1) I’m starting to abandon the idea that the many phenotypic differences we see among closely related taxa within a radiation have a (measurable) effect on function/selection, that is, they are nearly neutral. Look at the many tens of species of wrasse or damselfish or butterfly fish on a single tropical coral reef. There are slight body shape differences among the species within these families (at least relative to the much larger differences among families). How functionally and selectively meaningful are these differences? I don’t doubt at all that these differences have effects on function and selection, I just think these effects are really really small so the differentiation among species within the clade has a large stochastic component.
This leads directly to the idea that performance/selection surfaces are flattish with many many really small peaks, meaning there are many ways to optimize a certain set of activities. So a specific damselfish, wrasse, and serranid can all basically exploit the same resources on a reef but they all occupy different peaks and so have very different phenotypes. But one isn’t really any better than another in any measurable way.
This then leads directly to the pattern that any particular reef will contain many species of the major families (wrasse, damselfish, butterfly fish, surgeon fish, etc.) but the wrasses for the most part look like wrasses and the damselfish look like damselfish. Even using basic measures like body length:depth. Why does the phenotype group phylogenetically when there has been 10s of millions of years of evolution within these clades? Why don’t the clades really really overlap in phenotype with massive convergence? Sure planktivores might be a little more streamlined within each clade but the planktivores among clades are really different looking. What mechanism is constraining this? David Houle (using drosophila wing shape as the example) has tried to address this and I’m resistant to the path that he is trying to take it but It is a very vexing problem.

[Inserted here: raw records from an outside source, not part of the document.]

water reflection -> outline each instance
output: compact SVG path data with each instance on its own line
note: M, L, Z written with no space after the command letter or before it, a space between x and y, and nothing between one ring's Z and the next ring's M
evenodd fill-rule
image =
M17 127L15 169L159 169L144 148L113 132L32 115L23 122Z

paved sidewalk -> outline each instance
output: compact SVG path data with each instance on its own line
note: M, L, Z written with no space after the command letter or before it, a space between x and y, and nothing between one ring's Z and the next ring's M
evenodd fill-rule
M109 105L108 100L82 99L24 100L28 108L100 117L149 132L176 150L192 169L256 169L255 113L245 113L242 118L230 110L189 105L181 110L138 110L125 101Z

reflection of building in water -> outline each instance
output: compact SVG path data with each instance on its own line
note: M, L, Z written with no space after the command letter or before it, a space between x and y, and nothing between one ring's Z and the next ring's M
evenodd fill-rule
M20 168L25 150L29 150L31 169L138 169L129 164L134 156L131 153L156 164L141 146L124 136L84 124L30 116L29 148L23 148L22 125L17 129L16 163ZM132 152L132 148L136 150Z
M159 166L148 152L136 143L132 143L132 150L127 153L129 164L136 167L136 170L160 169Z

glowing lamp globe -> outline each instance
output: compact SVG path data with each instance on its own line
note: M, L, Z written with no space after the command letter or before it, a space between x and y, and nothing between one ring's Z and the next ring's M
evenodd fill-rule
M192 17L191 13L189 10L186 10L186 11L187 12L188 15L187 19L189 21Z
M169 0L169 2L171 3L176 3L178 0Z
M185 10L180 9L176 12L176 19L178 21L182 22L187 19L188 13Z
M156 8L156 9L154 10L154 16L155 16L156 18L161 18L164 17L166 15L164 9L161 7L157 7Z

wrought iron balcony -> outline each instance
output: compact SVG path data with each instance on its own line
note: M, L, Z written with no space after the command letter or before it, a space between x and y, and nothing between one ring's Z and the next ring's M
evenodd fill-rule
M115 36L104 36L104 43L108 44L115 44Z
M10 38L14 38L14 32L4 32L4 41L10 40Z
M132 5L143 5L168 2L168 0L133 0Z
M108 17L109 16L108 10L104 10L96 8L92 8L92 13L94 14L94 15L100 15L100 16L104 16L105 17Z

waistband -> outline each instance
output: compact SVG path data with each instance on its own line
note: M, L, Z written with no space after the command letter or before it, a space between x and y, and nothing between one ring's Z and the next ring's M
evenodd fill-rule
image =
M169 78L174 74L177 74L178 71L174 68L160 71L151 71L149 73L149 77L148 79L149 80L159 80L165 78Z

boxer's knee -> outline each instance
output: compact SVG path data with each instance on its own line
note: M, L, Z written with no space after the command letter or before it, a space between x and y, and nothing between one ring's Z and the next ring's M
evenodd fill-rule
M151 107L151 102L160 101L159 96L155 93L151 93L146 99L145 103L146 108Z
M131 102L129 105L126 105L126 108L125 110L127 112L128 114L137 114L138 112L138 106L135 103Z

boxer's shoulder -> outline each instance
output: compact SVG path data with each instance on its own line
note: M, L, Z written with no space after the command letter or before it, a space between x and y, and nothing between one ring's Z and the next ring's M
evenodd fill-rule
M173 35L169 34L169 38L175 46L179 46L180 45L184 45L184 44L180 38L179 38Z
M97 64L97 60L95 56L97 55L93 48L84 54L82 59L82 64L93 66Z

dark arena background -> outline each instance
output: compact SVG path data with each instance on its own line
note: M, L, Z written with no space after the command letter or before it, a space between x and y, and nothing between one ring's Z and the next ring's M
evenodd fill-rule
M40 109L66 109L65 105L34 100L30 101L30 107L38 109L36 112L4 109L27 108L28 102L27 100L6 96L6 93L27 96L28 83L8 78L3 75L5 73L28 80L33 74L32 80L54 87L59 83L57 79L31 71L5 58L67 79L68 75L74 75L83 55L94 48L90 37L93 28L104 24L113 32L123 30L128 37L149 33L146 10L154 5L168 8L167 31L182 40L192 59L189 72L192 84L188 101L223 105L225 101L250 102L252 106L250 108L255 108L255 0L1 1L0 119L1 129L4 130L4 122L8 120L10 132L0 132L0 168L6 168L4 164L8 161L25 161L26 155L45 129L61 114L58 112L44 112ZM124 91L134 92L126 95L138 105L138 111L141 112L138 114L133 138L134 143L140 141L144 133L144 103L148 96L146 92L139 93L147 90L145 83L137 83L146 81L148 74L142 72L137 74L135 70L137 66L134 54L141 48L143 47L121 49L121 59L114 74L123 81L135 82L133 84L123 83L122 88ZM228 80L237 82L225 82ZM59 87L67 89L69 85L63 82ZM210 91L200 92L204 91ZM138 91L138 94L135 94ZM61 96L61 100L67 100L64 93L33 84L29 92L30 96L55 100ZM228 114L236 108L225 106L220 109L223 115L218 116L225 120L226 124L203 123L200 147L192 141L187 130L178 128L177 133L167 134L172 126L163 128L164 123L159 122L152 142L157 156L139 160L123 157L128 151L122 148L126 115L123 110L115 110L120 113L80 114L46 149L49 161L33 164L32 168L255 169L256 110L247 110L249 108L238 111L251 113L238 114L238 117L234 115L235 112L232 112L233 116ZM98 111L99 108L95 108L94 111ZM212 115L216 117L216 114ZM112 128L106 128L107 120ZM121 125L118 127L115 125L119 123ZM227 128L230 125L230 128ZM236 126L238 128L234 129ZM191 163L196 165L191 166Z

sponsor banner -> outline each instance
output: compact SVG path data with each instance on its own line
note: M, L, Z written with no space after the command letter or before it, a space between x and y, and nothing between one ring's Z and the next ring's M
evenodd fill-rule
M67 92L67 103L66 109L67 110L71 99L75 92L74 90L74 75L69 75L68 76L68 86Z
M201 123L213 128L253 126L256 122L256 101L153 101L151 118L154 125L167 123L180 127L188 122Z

2) As an aside, I loved the book Soul Made Flesh by Carl Zimmer
http://www.amazon.com/Soul-Made-Flesh-Discovery-Brain/dp/0743272056
for the same reason you like Dunn. Zimmer does a fabulous job describing how the scientists working on the function of the mind and brain came into it with many deeply held but extremely wrong conceptions of how the body worked and it took a combination of lots of little but brilliant insights and lots of time to exorcise these misconceptions and develop a more modern view of physiology.